There’s another beauty-related bonus to celebrating each other more. Generation after generation of women have been sold the idea that their entire worth lies in their appearance. I think part of the antidote is making sure we truly cherish and mark each other’s accomplishments, no matter what. We might start to become invisible to society, seldom seen in ad campaigns and or in films, but to know our friends value and celebrate us makes all the difference. It reminds us that our value lies in our community and our relationships, rather than how young/thin/appealing to the male gaze we look.
We all deserve to be celebrated just for being here, for being valuable and on every birthday until the very end. But I’d love to know what you think too…
Much love…
PS: Thank you to everyone who came to my party, I felt very loved indeed.
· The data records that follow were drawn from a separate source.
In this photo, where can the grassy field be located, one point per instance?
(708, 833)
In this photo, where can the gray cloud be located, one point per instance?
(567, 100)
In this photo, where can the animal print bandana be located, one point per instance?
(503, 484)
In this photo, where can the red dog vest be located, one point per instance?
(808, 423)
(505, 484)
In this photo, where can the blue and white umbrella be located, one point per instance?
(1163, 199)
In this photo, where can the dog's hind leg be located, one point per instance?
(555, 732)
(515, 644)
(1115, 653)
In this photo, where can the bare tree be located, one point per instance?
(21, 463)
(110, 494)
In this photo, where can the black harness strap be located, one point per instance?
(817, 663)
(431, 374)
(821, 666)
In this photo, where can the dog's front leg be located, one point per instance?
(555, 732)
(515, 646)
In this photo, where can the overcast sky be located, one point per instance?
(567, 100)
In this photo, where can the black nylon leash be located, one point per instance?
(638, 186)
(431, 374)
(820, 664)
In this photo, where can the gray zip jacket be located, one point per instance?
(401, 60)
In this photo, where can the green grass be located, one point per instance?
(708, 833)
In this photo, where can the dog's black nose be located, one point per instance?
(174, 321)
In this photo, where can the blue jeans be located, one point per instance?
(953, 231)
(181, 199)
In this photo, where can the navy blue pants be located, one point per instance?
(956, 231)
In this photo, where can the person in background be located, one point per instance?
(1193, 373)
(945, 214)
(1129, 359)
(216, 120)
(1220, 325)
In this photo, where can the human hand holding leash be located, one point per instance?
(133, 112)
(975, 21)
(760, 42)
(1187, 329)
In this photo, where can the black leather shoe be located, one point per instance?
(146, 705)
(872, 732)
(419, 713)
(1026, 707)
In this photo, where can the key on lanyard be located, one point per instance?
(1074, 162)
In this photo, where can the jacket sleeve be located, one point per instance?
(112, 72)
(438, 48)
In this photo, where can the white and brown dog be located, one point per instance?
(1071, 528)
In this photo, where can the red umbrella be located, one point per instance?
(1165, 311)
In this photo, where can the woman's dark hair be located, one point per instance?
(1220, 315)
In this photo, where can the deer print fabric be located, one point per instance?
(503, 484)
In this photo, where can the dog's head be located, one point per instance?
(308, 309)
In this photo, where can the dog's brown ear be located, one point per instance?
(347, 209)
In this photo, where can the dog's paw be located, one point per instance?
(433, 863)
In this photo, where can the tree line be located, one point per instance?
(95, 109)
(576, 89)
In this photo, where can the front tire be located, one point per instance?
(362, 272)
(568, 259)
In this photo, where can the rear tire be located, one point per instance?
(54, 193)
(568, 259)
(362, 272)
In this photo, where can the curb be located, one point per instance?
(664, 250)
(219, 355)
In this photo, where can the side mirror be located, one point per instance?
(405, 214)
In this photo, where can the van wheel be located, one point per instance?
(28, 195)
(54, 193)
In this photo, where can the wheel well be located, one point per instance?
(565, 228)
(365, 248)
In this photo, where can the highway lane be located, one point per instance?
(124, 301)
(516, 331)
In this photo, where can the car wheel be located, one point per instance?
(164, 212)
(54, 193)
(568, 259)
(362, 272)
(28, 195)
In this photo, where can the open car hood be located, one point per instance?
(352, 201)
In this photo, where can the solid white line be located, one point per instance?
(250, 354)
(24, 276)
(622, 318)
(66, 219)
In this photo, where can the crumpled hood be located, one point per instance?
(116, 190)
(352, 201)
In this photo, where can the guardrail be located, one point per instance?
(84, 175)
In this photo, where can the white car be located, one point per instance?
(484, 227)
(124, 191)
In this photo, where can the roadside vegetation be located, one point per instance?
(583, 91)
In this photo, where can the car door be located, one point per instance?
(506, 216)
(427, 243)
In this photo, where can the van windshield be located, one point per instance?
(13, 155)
always looking for my tribe of middle-aged, single, child-free women to celebrate, and cry about, life with. we walk a unique path.
I so appreciate you writing this, Anita. I'm about to turn 30 soon and feel that shift in some of my friendships, particularly the ones who are getting married or in long-term partnerships. As I read this, I've realized how much I've downplayed a lot of big accomplishments because they don't fit into the mold of what society deems acceptable of celebrating. I love the idea of honoring what happens outside of the traditional milestones because it allows us to be seen for all of what we've done/overcome. Definitely going to carry this mindset forward.